11. A wire-guided curette device, comprising:

a shaft extending between a proximal portion and a distal portion, the distal portion adapted to be introduced into a body lumen, the proximal portion adapted to remain outside of the lumen so as to allow manipulation of the distal portion, the shaft comprising a first lumen adapted to receive a wire guide; and

a curvilinear segment operably connected to the distal portion, the curvilinear segment being offset from a longitudinal axis of the shaft to allow the wire guide to exit an opening of the curvilinear segment without substantially contacting a surface of the curvilinear segment, the curvilinear segment configured to remove tissue from a body lumen during a curettage procedure.

12. The device of claim 11, wherein the curvilinear segment is loop-shaped.

13. The device of claim 11, wherein the first lumen extends only within the distal portion.

14. The device of claim 13, the distal portion further comprising a short wire guide port adapted to receive the wire guide.

15. The device of claim 11, wherein the curvilinear segment comprises one or more reservoirs for collecting removed tissue.

16. The device of claim 11, wherein the curvilinear segment is operably connected to a stem, the curvilinear segment being detachable from the stem.

17. A method of performing a curettage procedure, comprising the steps of:

(a) providing a wire-guided curette device comprising: a tubular shaft extending between a proximal portion and a distal portion, the distal portion adapted to be introduced into a body lumen, the proximal portion adapted to remain outside of the lumen so as to allow manipulation of the distal portion; a scraping element operably connected to the distal portion of the tubular shaft, the scraping element having at least one surface configured to remove tissue from the body lumen; and a wire guide lumen extending longitudinally through at least the distal portion of the tubular shaft, the wire guide lumen comprising an aperture disposed near the scraping element, wherein the wire guide lumen is adapted to receive a wire guide;

(b) advancing an endoscope towards a target tissue site;

(c) loading a wire guide through an accessory channel of the endoscope to the target tissue site;

(d) advancing the wire-guided curette device over the wire guide and through the accessory channel until the distal portion reaches the target tissue site; and

(e) engaging the scraping element with the target tissue site, wherein the at least one surface of the scraping element contacts the target tissue.

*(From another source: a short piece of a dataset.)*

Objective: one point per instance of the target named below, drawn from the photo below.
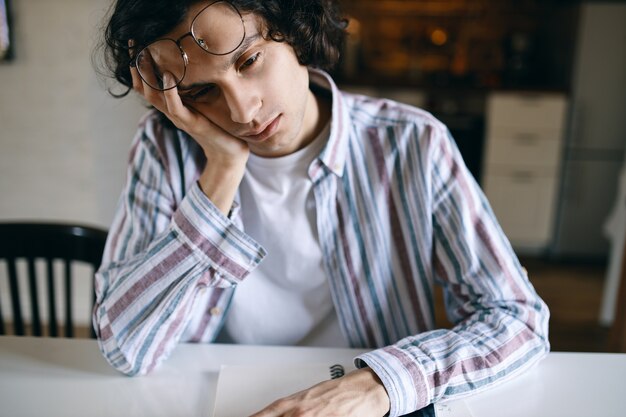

18. The method of claim 17, further comprising the steps of:

(f) removing cells from the target tissue site; and

(g) trapping the cells within reservoirs of the scraping element.

19. The method of claim 17, wherein the engaging step comprises at least one of moving the scraping element with back and forth movements against the target tissue site, rotating the scraping element against the target tissue site, and scooping the scraping element against the target tissue site.

20. The method of claim 17, further comprising the step of:

(f) sweeping away one or more strictures within a body lumen.

21. The method of claim 17, wherein step (d) further comprises the wire-guided curette device including a protective sheath disposed over the device.

22. The method of claim 21, wherein step (e) further comprises extending the scraping element beyond a distal end of the protective sheath.